In its entirety and its summation it is Victorian and Edwardian self-identification and beyond to the Dunkirk Spirit, The Few and victory against the odds. 
Not published until 1910 Kipling was to say that IF was inspired by the dash and daring of Leander Starr Jameson’s raid into the Transvaal Republic of the previous decade that preceded the Boer War. It references then events long past and failure rather than success but it is in its never-say-die attitude and overcoming failure that IF still resonates. 
 
In national polls IF has regularly been voted Britain’s favourite poem.
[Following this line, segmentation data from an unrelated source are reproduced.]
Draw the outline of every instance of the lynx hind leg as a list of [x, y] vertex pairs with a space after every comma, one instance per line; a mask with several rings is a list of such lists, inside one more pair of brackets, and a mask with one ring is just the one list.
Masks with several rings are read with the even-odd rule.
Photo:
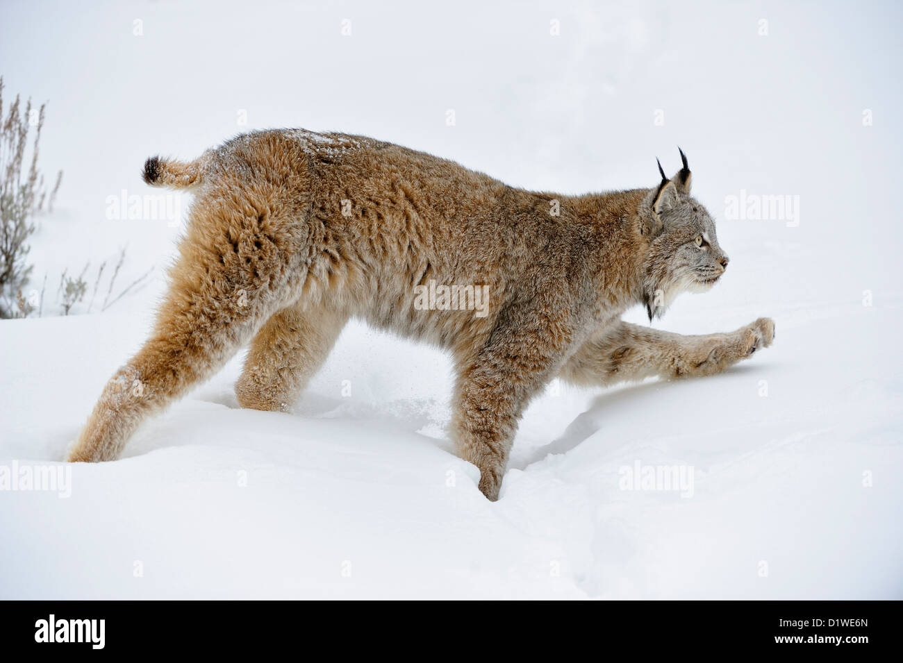
[[190, 222], [151, 337], [104, 388], [70, 461], [118, 457], [145, 417], [212, 374], [284, 306], [288, 277], [274, 276], [289, 273], [284, 252], [222, 204], [200, 206], [205, 216]]
[[479, 490], [493, 502], [520, 416], [557, 370], [555, 339], [567, 336], [540, 319], [526, 315], [497, 328], [458, 378], [452, 436], [458, 455], [479, 468]]
[[251, 343], [236, 383], [243, 408], [285, 410], [320, 369], [349, 316], [328, 304], [275, 313]]

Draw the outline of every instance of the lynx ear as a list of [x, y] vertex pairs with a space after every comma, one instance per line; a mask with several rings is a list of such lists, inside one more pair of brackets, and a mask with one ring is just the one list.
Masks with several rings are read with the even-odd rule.
[[656, 201], [652, 204], [652, 211], [657, 216], [677, 207], [677, 187], [675, 186], [675, 183], [673, 181], [662, 182], [662, 186], [658, 189], [658, 195], [656, 196]]
[[678, 191], [687, 194], [690, 193], [690, 180], [693, 179], [693, 173], [690, 172], [690, 166], [686, 163], [686, 154], [679, 147], [677, 148], [677, 152], [680, 152], [680, 159], [684, 162], [684, 167], [677, 171], [677, 174], [674, 176], [671, 181], [677, 186]]

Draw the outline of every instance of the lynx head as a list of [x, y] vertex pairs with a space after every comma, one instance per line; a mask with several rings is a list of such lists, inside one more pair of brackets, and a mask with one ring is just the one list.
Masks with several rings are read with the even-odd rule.
[[724, 273], [728, 256], [718, 244], [715, 222], [690, 196], [690, 169], [684, 166], [662, 181], [640, 206], [640, 233], [648, 240], [643, 265], [643, 302], [649, 321], [661, 316], [681, 292], [702, 292]]

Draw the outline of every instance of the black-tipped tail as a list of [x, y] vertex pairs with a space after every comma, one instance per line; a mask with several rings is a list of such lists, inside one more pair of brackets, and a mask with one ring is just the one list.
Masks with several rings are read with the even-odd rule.
[[144, 170], [141, 173], [141, 177], [147, 184], [154, 186], [160, 179], [160, 157], [151, 157], [144, 161]]

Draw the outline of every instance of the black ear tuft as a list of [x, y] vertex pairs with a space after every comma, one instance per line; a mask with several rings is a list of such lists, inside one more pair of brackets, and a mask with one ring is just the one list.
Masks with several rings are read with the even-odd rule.
[[677, 185], [677, 189], [681, 193], [690, 193], [690, 180], [692, 179], [690, 166], [686, 162], [686, 154], [684, 153], [684, 151], [679, 146], [677, 152], [680, 152], [680, 160], [684, 162], [684, 166], [675, 176], [675, 184]]

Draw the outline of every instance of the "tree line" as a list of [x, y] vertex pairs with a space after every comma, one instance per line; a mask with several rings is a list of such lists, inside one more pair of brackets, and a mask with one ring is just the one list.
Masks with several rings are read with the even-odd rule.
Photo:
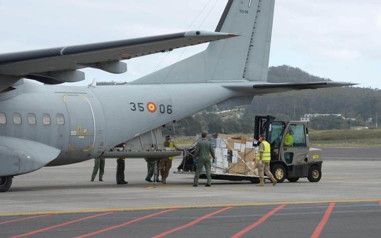
[[[329, 78], [311, 75], [300, 68], [288, 66], [270, 67], [269, 82], [303, 82], [330, 81]], [[98, 85], [105, 85], [101, 82]], [[113, 85], [116, 85], [113, 82]], [[313, 120], [310, 126], [317, 130], [342, 129], [350, 126], [364, 126], [369, 118], [372, 123], [381, 122], [381, 90], [377, 88], [345, 87], [307, 90], [256, 96], [245, 108], [239, 119], [224, 120], [215, 113], [216, 106], [177, 122], [176, 134], [194, 136], [201, 130], [211, 133], [250, 133], [253, 132], [256, 115], [272, 115], [281, 120], [299, 120], [305, 114], [341, 114], [344, 120], [329, 117]], [[260, 102], [260, 103], [259, 103]], [[219, 110], [232, 109], [219, 108]], [[315, 121], [314, 122], [314, 120]]]

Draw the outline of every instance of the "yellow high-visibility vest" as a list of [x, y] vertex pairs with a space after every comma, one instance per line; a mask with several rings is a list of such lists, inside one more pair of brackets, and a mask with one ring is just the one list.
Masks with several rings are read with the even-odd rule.
[[[270, 154], [270, 144], [266, 140], [263, 140], [261, 143], [263, 143], [265, 146], [265, 151], [263, 152], [262, 155], [262, 161], [269, 161], [271, 160], [271, 154]], [[257, 153], [257, 160], [259, 160], [260, 153], [259, 150]]]
[[284, 146], [292, 146], [294, 144], [294, 138], [292, 136], [287, 133], [286, 134], [286, 138], [284, 138]]
[[[173, 148], [174, 147], [174, 145], [173, 144], [173, 142], [169, 142], [169, 148]], [[168, 157], [168, 158], [170, 160], [174, 160], [174, 157]]]

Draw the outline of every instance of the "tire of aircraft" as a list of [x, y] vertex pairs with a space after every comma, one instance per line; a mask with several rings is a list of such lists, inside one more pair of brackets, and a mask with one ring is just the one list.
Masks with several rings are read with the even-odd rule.
[[12, 176], [6, 176], [0, 178], [0, 192], [4, 192], [8, 190], [11, 186], [12, 185]]
[[295, 182], [299, 180], [299, 178], [287, 178], [287, 180], [290, 181], [290, 182]]
[[308, 170], [308, 181], [318, 182], [321, 178], [321, 170], [317, 166], [312, 166]]

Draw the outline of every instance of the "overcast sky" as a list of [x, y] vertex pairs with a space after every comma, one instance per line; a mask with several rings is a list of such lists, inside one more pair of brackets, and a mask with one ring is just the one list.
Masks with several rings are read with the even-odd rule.
[[[0, 0], [0, 53], [187, 29], [214, 31], [227, 2]], [[86, 69], [86, 82], [77, 84], [94, 78], [131, 81], [205, 47], [173, 50], [159, 65], [166, 53], [127, 60], [122, 74]], [[288, 64], [335, 81], [381, 88], [381, 0], [276, 0], [270, 58], [270, 66]]]

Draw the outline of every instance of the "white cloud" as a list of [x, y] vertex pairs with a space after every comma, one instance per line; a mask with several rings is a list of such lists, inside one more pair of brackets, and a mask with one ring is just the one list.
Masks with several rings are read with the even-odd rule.
[[[181, 32], [208, 2], [0, 0], [0, 53]], [[199, 28], [214, 2], [191, 30]], [[218, 0], [203, 30], [214, 30], [227, 2]], [[360, 78], [359, 82], [381, 88], [376, 70], [381, 61], [380, 10], [379, 0], [276, 0], [270, 62], [299, 66], [333, 80]], [[190, 48], [182, 58], [204, 48]], [[182, 50], [171, 52], [160, 68], [175, 62]], [[152, 72], [163, 56], [128, 60], [125, 74], [87, 70], [87, 76], [130, 80]], [[363, 72], [366, 75], [360, 78]]]

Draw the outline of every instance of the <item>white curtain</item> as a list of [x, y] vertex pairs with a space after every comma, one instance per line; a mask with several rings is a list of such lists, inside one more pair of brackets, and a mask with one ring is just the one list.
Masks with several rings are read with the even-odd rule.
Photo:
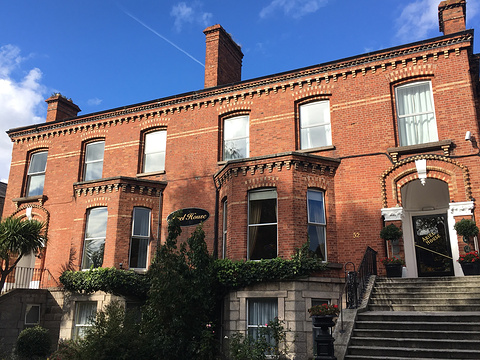
[[396, 88], [400, 145], [438, 141], [430, 82]]

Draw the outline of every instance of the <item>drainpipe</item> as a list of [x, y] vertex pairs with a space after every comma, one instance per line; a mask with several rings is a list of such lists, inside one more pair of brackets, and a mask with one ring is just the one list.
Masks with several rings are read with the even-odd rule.
[[213, 235], [213, 258], [218, 259], [218, 202], [219, 202], [219, 190], [215, 178], [213, 178], [213, 184], [215, 185], [215, 221], [213, 224], [214, 235]]

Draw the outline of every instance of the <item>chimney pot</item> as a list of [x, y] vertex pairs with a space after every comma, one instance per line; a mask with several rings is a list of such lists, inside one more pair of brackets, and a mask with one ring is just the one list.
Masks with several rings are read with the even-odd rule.
[[465, 0], [445, 0], [438, 5], [438, 24], [444, 35], [464, 31], [465, 16]]
[[242, 80], [243, 53], [220, 25], [206, 28], [205, 88]]
[[47, 122], [69, 119], [80, 112], [80, 108], [62, 94], [54, 94], [45, 102], [48, 104]]

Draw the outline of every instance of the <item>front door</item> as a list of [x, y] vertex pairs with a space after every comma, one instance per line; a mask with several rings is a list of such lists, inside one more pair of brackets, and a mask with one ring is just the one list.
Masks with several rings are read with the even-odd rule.
[[453, 275], [447, 214], [413, 216], [419, 277]]

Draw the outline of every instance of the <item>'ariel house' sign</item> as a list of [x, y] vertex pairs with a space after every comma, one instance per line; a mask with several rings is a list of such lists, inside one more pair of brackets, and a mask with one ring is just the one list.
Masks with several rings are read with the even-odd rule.
[[210, 217], [210, 214], [207, 210], [199, 208], [185, 208], [170, 213], [167, 216], [167, 221], [172, 220], [173, 216], [177, 213], [179, 214], [178, 219], [180, 220], [180, 226], [198, 225], [202, 222], [205, 222]]

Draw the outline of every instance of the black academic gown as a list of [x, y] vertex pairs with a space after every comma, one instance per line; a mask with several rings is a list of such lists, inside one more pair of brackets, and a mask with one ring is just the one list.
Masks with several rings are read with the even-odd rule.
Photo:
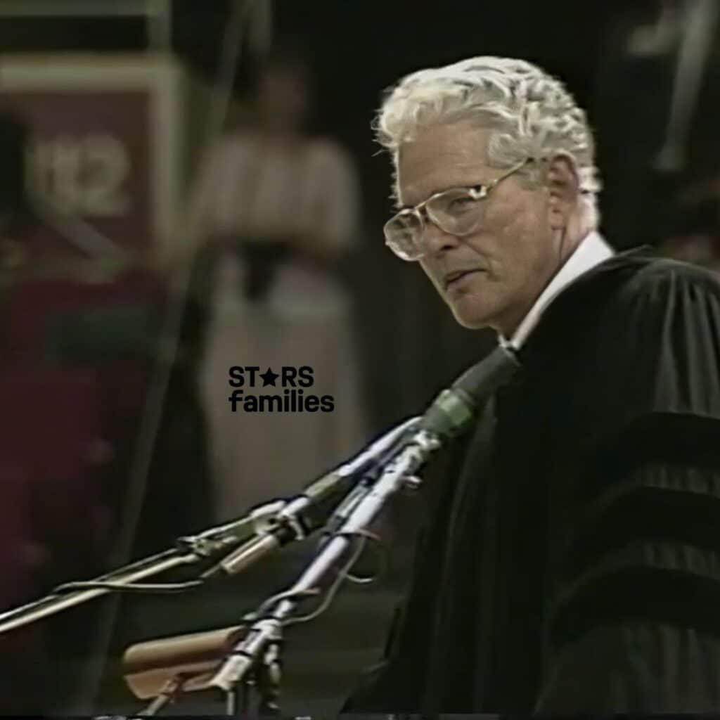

In 1996 it polled twice as many votes as any other poem a remarkable achievement given Britain’s great literary tradition. 
 
IF 
 
IF you can keep your head when all about you 
Are losing theirs and blaming it on you, 
If you can trust yourself when all men doubt you, 
But make allowance for their doubting too; 
If you can wait and not be tired by waiting, 
Or being lied about, don't deal in lies, 
Or being hated, don't give way to hating, 
And yet don't look too good, nor talk too wise: 
 
If you can dream - and not make dreams your master; 
If you can think - and not make thoughts your aim; 
If you can meet with Triumph and Disaster 
And treat those two impostors just the same; 
If you can bear to hear the truth you've spoken 
Twisted by knaves to make a trap for fools, 
Or watch the things you gave your life to, broken, 
And stoop and build 'em up with worn-out tools: 
 
If you can make one heap of all your winnings 
And risk it on one turn of pitch-and-toss, 
And lose, and start again at your beginnings 
And never breathe a word about your loss; 
If you can force your heart and nerve and sinew 
To serve your turn long after they are gone, 
And so hold on when there is nothing in you 
Except the Will which says to them: 'Hold on!' 
 
If you can talk with crowds and keep your virtue, 
Or walk with Kings - nor lose the common touch, 
If neither foes nor loving friends can hurt you, 
If all men count with you, but none too much; 
If you can fill the unforgiving minute 
With sixty seconds' worth of distance run, 
Yours is the Earth and everything that's in it, 
And - which is more - you'll be a Man, my son!